As they touched on these topics, the poets asserted that when an issue affects the Latino community, it becomes a Latino issue.
Digging deeper into Latino issues, Enlace also sponsored a collection of visual art, on display at the Kitao Gallery, which deals with immigration, an issue perennially significant to the Latino community. The art consists of several prints bearing symbolic images and slogans broadcasting the need for reform of US immigration policy and the costs of the fence along the US-Mexico border.
On Sunday, three members of the San Francisco-based group HAVOQ(“Horizontal Alliance of Very Organized Queers”) spoke to students at the Gallery. HAVOQ advocates for immigrant and queer rights, two issues which may seem to have little overlap. The group asserts that queer and immigrant issues are vastly interconnected, contending that the US ban on federal recognition of same-sex marriage prevents US nationals from obtaining citizenship for their immigrant partners.
HAVOQ also believes that US immigration policy disadvantages transgendered immigrants given that they may have different genders listed on different forms of identification.

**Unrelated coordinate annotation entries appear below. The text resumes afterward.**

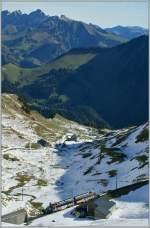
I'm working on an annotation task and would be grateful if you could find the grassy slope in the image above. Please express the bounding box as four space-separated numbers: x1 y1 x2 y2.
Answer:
2 53 96 86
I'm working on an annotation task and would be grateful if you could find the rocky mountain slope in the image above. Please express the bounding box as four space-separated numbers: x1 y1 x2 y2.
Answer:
2 94 148 221
2 10 124 67
2 36 148 128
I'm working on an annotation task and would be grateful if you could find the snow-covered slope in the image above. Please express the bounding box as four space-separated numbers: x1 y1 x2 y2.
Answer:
2 94 148 225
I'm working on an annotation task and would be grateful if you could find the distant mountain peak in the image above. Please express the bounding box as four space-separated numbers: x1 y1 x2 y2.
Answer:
29 9 46 16
11 10 22 16
60 15 71 21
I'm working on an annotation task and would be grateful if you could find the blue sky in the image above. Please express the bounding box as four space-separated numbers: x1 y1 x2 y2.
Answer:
3 1 148 28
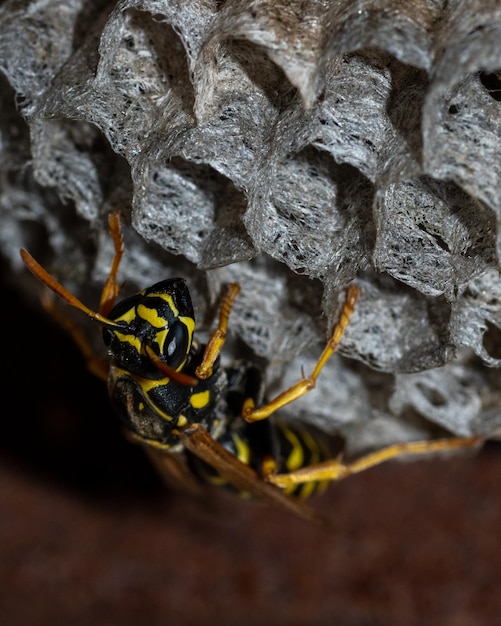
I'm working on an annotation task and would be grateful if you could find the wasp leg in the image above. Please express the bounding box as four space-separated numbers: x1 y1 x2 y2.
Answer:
174 424 331 527
266 437 482 489
98 211 124 317
242 285 360 422
195 283 240 380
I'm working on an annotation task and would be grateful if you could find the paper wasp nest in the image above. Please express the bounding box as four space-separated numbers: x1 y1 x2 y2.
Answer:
0 0 501 450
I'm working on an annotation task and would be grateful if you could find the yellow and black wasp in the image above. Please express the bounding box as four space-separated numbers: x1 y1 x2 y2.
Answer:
21 212 478 521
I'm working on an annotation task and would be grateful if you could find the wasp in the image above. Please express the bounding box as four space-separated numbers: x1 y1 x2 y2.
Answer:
20 212 479 522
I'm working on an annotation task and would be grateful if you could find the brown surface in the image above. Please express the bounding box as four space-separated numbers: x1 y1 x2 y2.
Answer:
0 270 501 626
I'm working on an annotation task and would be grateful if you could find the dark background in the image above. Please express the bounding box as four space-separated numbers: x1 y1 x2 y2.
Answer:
0 266 501 626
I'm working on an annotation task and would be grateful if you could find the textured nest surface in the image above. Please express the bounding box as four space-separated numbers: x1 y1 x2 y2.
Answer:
0 0 501 450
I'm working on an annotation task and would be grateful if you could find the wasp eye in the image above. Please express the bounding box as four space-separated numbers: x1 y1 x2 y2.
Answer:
163 322 189 369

One point that the HAVOQ members were sure to stress was their lack of political affiliation. “[Immigration] is not a Democrat/Republican issue,” said leader Molly Goldberg. She stresses that more illegal immigrants have been deported under the Obama administration than any other.
According to Jacome, one facet of diversity in the Latino community sometimes goes unrecognized — the difference between being an immigrant from Latin America and being a Latino raised in the United States. “We still have a long way to go in terms of embracing that aspect of our diversity,” she says.

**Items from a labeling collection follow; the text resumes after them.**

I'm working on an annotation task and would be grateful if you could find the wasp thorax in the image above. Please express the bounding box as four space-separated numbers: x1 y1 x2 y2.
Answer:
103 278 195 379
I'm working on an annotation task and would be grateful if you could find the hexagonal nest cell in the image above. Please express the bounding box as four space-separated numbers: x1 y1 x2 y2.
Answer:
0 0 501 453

Morillo agreed, adding that breaking down stereotypes is an inherent part of any heritage event. “We’re doing very well in terms of embracing our diversity … but there’s still a lot of growing and improvement to be had,” she says, adding that dialogue is the best way to fight stereotypes. “The way you can combat stereotypes is having [a] conversation … about your own complexity, admitting to yourself that you aren’t the stereotype, you’re not even all uniform.”

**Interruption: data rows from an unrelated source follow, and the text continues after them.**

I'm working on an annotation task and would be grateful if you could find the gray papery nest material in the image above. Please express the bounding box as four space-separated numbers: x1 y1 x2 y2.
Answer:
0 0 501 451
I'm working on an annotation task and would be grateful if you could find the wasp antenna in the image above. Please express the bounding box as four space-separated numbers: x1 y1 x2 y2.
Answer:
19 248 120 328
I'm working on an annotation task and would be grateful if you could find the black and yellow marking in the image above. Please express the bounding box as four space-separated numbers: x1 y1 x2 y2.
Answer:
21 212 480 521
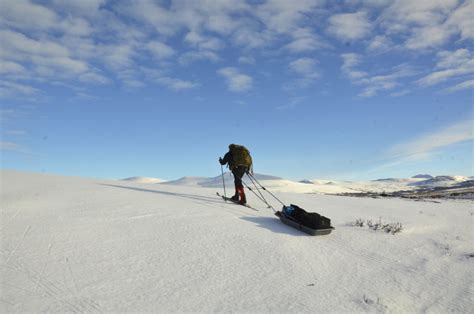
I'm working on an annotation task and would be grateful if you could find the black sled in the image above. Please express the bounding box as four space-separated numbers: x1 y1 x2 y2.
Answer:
275 204 334 236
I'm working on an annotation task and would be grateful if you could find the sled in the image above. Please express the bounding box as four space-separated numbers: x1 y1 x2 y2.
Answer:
275 211 334 236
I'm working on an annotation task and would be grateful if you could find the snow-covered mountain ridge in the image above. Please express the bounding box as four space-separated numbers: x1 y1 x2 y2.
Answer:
0 170 474 313
123 172 474 194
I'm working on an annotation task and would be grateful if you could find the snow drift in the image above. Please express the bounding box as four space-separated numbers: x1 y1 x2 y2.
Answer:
0 171 474 313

Latin@ Heritage Month will continue until the first week of October, and there are still several events remaining on the calendar. Two popular films highlighting Latino communities will be shown in the coming weeks — “Wind Journeys” on September 23 and “Biutiful” on September 25. In addition, Enlace will host several speakers, including Lin-Manuel Miranda (writer of “In The Heights”) on September 29 and Aviva Chompsky (an immigrant rights activist) on October 3. The Kitao Gallery will also host another event to discuss the collection of immigration-focused artwork; the date has yet to be determined.
Enlace leaders stress that these events are open to everyone on campus, not just members of Enlace or people who identify as Latino. Others are encouraged to attend events and learn about Latino culture. “[Latin@ Heritage Month] is an opportunity to spotlight a lot of beautiful things our culture has produced,” Jacome said. “Having this cultural heritage month is a way of securing recognition. We don’t only exist in September.”